You saw it in China. When I flew there I was reading a book, China Airborne. It’s about how China is trying to be a leader in the aviation industry in the future, and it was a coincidence for me that the plane I was riding on had been built by Boeing, a U.S. company, but the engineers were out of Russia, wing manufacturing and designers were out of China, and operation and switching equipment was out of Wichita, I believe. And it reminded me that our students have to be able to work comfortably in a global economy that crosses boundaries, cultures and races. I was so pleased with another benefit of going to China. We must have had two or three dozen students over there doing their study-away experiences, and I met with them and learned how much they had grown. And I also got to see how we are able to make these things possible through local partnerships. One was a student that spent two weeks there on a particular program, but she got to extend it for another six weeks through support from Lexmark. It’s an international corporation; they supported her internship there. They do business around the world. It worked for them, it worked for our student and it’s going to work for Kentucky’s future.
TM: Are you seeing any increase in Chinese students coming to UK?
EC: We have had good healthy growth in that. We have 600 Chinese students at the University of Kentucky; 400 are in graduate programs and 200 in undergraduate programs. Thanks to the work of our faculty and our deans, we have joined together with several universities in China. We’ve had over 400 students from our College of Education do their practice teaching not only here but in China. Good for China, good for us. We learn a lot from each other.

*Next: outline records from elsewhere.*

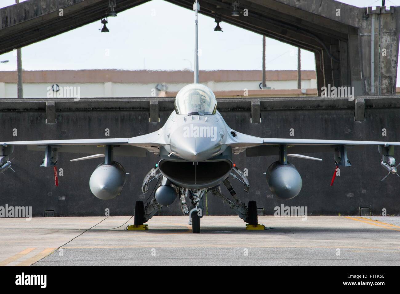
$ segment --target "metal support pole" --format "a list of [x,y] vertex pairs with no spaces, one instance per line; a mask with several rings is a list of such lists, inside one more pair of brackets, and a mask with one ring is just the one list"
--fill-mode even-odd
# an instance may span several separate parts
[[262,36],[262,88],[265,89],[267,84],[265,78],[265,36]]
[[[16,4],[20,2],[20,0],[15,0]],[[24,91],[22,88],[22,62],[21,54],[21,48],[17,49],[17,97],[24,97]]]
[[301,57],[300,49],[297,48],[297,89],[301,89]]

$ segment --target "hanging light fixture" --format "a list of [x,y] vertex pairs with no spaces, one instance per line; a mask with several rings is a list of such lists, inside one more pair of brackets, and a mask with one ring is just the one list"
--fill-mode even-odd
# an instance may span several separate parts
[[108,0],[108,8],[110,9],[110,11],[107,13],[107,16],[114,17],[117,16],[117,13],[115,12],[115,10],[114,9],[114,7],[117,6],[115,1],[116,0]]
[[101,31],[102,33],[108,33],[110,31],[107,28],[107,26],[106,25],[106,24],[108,24],[108,22],[107,21],[107,18],[102,19],[101,20],[101,23],[103,24],[103,28],[101,29],[99,29],[99,31]]
[[240,15],[240,12],[239,10],[239,2],[234,1],[232,3],[232,13],[231,15],[232,16],[238,16]]
[[215,27],[215,28],[214,29],[214,31],[215,32],[223,32],[222,28],[220,26],[220,23],[222,21],[221,20],[221,16],[217,14],[215,15],[215,22],[217,23],[217,26]]

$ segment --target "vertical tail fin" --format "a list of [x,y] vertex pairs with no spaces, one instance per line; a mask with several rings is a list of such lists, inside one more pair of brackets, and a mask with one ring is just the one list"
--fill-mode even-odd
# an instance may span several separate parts
[[193,4],[193,10],[196,11],[196,21],[194,30],[194,83],[199,82],[199,56],[198,56],[198,32],[197,29],[197,12],[200,10],[200,4],[197,3],[197,0]]

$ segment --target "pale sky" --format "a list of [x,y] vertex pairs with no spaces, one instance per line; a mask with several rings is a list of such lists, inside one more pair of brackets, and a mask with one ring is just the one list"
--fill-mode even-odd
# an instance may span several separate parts
[[[22,1],[21,2],[22,2]],[[354,6],[380,5],[381,0],[343,0]],[[0,8],[14,0],[1,0]],[[117,1],[118,5],[118,1]],[[200,2],[201,4],[201,2]],[[386,0],[400,5],[400,0]],[[22,48],[26,70],[117,69],[182,70],[192,68],[194,12],[163,0],[153,0],[109,18],[109,33],[100,21]],[[200,70],[257,70],[262,64],[262,36],[222,22],[214,32],[214,18],[199,15]],[[14,70],[12,52],[0,55],[0,70]],[[267,38],[266,69],[297,68],[297,48]],[[302,50],[302,68],[315,70],[314,54]],[[398,74],[400,85],[400,73]]]

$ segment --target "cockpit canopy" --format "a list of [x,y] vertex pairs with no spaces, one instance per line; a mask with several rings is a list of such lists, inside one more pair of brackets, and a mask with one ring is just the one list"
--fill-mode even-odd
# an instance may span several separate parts
[[190,84],[178,92],[175,98],[175,107],[178,114],[196,113],[200,115],[215,114],[217,100],[208,87],[201,84]]

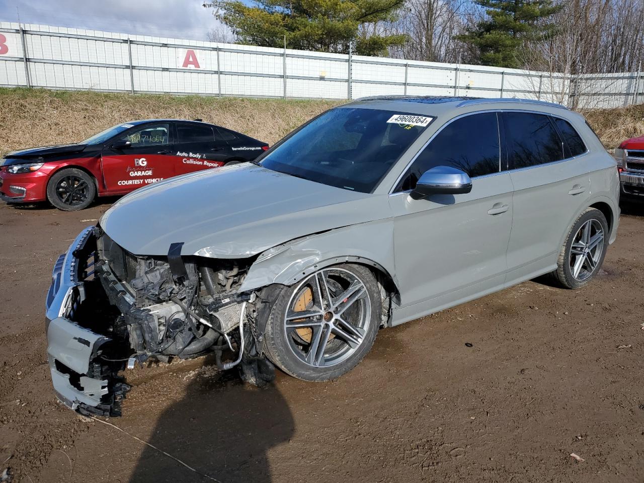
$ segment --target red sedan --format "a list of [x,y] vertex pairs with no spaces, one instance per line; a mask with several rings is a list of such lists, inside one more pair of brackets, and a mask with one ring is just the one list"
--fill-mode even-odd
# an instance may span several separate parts
[[0,198],[48,200],[71,211],[97,196],[125,194],[178,175],[252,161],[269,145],[200,121],[155,119],[118,124],[78,144],[9,153]]

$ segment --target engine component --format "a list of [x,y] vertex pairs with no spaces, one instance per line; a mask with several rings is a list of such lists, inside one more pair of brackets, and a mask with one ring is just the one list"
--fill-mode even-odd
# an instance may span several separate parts
[[[244,302],[245,303],[245,302]],[[227,305],[223,308],[218,310],[213,315],[219,322],[219,327],[216,327],[224,334],[227,334],[240,325],[240,320],[242,318],[242,306],[243,304],[233,304]]]

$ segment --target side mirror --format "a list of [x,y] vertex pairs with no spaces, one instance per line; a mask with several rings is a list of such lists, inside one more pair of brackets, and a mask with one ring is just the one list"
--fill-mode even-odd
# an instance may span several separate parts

TM: The university has unveiled a marketing initiative called the Kentucky Promise. What is that about?
EC: The Kentucky Promise was birthed 150 years ago, and every generation of administrators and faculty at the University of Kentucky has taken it seriously, although maybe by another name, but it is that commitment to educate and prepare students for the future.
Things have certainly changed from that time we first opened our doors, but the University of Kentucky is about change. It has to be that beacon, that shining light that says, “This is a way forward.” And you have to have a willingness to think anew and to change in turbulent times. That’s the commitment we make to the Commonwealth; that’s the commitment we make to the students. It’s the commitment we make to our fellow citizens who through their hard-earned wages and taxes have made a commitment to our university. We have got to remain that shining beacon of hope, regardless of how dark the day may get. We’ve always done that. I’m confident we’re going to do that. We have thoughtfully and strategically taken the steps just like we have in the past to make sure that future is bright.
TM: What is your perception of UK’s role in helping Lexington develop its local economy?
EC: I’ve said many times that the city’s destiny and our destiny are intertwined. One of the greatest assets you can have in recruiting students, I think, is a vibrant metropolitan area, and we have unique strengths there, too. You look in the Southeastern Conference outside of Nashville and Lexington, and the rest of these universities are all in very small towns, and you can see that from an historical context. Lots of universities, those early ones, were placed in small cities. Ours is what I call a perfect size: 350,000 people, a good number of businesses, a rich place for our scientists to discover opportunities for partnership and bringing those ideas to the market. So we have got to be working together with our city. We’re proud partners in all kinds of things, and the mayor and I speak frequently. He likes to dream big dreams, and I hope we’re a part of a lot of them.